Text Size:   A+ A- A   •   Text Only
Site Image

OSH patients gain new perspectives through humor therapy

humor therapy
OSH patients Robert Sage (left) and Clark Jennings laugh while watching stand-up comedy. As part of their treatment, Sage and Jennings are using humor therapy to help change negative thought patterns and learn to use laughter as a coping strategy.

It's said laughter is the best medicine. For a group of patients at Oregon State Hospital, there is truth to this old adage.


"Let's face it, life is not always a bowl of cherries, and we need to be able to laugh," says patient Craig Haberman. "It's helpful, it's healthy and it gives you a whole different attitude on life in general. I think it's extremely important to use humor in your life every day."


Haberman says he has used humor all his life to connect to others and, with the help of mental health specialist Charlene Barber, he is now using his sense of humor as a means of therapy.


"Many of our patients have suffered through traumatic experiences or dealt with severe addictions, and they've forgotten how to laugh," says Barber. "Their life has been about survival, and they're holding on to a lot of anger and negative feelings. Humor and laughter can help them let go and get past some of that."


Historically, humor therapy has been used to treat a variety of physical ailments, and research has shown that the human body benefits in a number of ways from laughing. Laughter results in the release of positive endorphins that help with pain and stress management, increases the production of T-cells that strengthen the immune system, exercises the body's cardiovascular system, and lowers blood pressure.


While humor therapy has been successfully used in hospitals to treat physical ailments, it is not often associated with the treatment of mental illness.
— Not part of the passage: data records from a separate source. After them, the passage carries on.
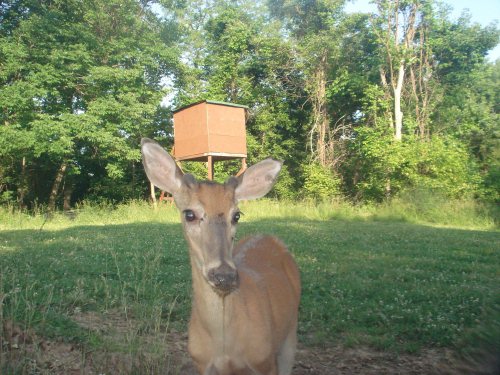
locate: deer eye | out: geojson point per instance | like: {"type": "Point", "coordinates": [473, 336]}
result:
{"type": "Point", "coordinates": [189, 215]}
{"type": "Point", "coordinates": [236, 217]}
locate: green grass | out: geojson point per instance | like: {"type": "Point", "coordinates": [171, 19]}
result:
{"type": "Point", "coordinates": [395, 277]}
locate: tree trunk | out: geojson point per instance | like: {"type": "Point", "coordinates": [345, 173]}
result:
{"type": "Point", "coordinates": [56, 185]}
{"type": "Point", "coordinates": [320, 113]}
{"type": "Point", "coordinates": [398, 115]}
{"type": "Point", "coordinates": [21, 191]}
{"type": "Point", "coordinates": [68, 191]}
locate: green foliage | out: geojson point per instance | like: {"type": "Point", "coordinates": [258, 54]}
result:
{"type": "Point", "coordinates": [390, 276]}
{"type": "Point", "coordinates": [320, 183]}
{"type": "Point", "coordinates": [79, 99]}
{"type": "Point", "coordinates": [383, 167]}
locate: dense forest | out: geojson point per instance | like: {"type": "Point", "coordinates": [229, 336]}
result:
{"type": "Point", "coordinates": [359, 106]}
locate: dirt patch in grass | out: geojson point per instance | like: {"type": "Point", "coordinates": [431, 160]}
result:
{"type": "Point", "coordinates": [131, 347]}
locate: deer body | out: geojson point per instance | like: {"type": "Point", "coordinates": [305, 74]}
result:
{"type": "Point", "coordinates": [245, 297]}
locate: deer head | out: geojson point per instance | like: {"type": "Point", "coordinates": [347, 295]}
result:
{"type": "Point", "coordinates": [209, 210]}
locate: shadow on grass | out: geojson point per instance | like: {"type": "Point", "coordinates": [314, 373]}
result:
{"type": "Point", "coordinates": [388, 284]}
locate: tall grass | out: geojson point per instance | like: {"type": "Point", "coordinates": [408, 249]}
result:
{"type": "Point", "coordinates": [411, 273]}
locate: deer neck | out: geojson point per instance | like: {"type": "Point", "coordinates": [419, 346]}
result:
{"type": "Point", "coordinates": [209, 306]}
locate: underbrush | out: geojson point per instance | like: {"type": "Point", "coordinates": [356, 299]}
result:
{"type": "Point", "coordinates": [413, 273]}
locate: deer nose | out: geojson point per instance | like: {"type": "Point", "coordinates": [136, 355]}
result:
{"type": "Point", "coordinates": [224, 278]}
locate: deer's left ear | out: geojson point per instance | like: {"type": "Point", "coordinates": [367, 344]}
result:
{"type": "Point", "coordinates": [257, 180]}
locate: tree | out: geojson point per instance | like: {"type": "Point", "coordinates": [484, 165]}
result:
{"type": "Point", "coordinates": [86, 78]}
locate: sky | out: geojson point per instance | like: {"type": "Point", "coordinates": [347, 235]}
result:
{"type": "Point", "coordinates": [482, 11]}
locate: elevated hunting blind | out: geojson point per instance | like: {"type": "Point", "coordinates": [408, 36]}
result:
{"type": "Point", "coordinates": [210, 131]}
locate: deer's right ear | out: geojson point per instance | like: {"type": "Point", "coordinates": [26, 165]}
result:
{"type": "Point", "coordinates": [160, 168]}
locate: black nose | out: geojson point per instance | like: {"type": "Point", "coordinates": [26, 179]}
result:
{"type": "Point", "coordinates": [224, 278]}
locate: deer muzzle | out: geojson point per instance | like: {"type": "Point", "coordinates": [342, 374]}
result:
{"type": "Point", "coordinates": [224, 279]}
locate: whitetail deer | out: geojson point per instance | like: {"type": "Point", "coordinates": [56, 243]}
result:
{"type": "Point", "coordinates": [246, 297]}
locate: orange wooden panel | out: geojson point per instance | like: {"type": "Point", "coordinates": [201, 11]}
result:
{"type": "Point", "coordinates": [209, 128]}
{"type": "Point", "coordinates": [190, 131]}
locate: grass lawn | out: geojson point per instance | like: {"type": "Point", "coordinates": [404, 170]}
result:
{"type": "Point", "coordinates": [389, 278]}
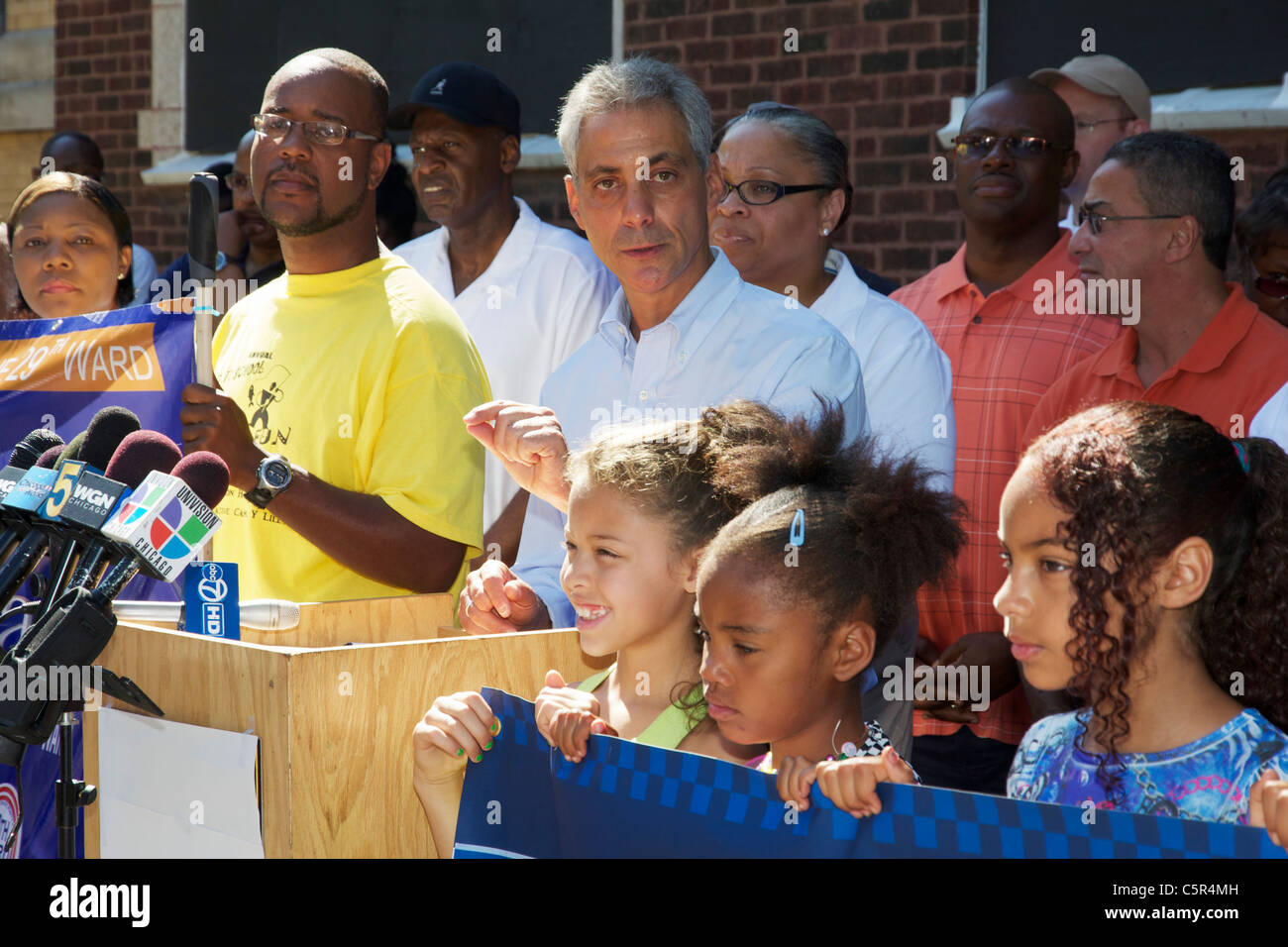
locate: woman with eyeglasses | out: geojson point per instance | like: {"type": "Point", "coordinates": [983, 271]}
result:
{"type": "Point", "coordinates": [71, 247]}
{"type": "Point", "coordinates": [1262, 236]}
{"type": "Point", "coordinates": [787, 192]}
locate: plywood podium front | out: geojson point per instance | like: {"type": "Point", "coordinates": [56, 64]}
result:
{"type": "Point", "coordinates": [334, 702]}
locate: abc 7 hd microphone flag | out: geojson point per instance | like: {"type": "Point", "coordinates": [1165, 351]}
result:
{"type": "Point", "coordinates": [58, 373]}
{"type": "Point", "coordinates": [625, 799]}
Barber, who facilitates two weekly humor therapy groups, says that while the physical benefits of laughter are significant, the emotional and social benefits are just as valuable.


"When you're healthier physically, you're going to be healthier mentally," Barber says. "Laughing helps ease anxieties and fears. It relieves stress, improves your mood and helps you build and strengthen relationships with others."


Barber uses a number of methods to help patients learn to recognize and appreciate the humor or irony in a situation. She shows patients clips of stand-up comedians, particularly those who talk about their own struggles with mental illness or addiction. Patients also are asked to recall issues or situations in which they could have used humor to deal with a problem. As they become more comfortable with the idea of using humor as a coping strategy, some patients even find that they're able to joke about their life experiences and problems they've faced.


While the act of laughing itself provides so many benefits, Barber says humor therapy's ultimate value is in helping patients change their perceptions, which often hinder the healing process.


"If you just look for the negative, that's what you're going to find," Barber says. "When you can learn to laugh at a situation, it helps you keep things in perspective, and that helps you find the positive. When you start seeing things in a more positive light, you're going to be happier and happier people will have a faster recovery."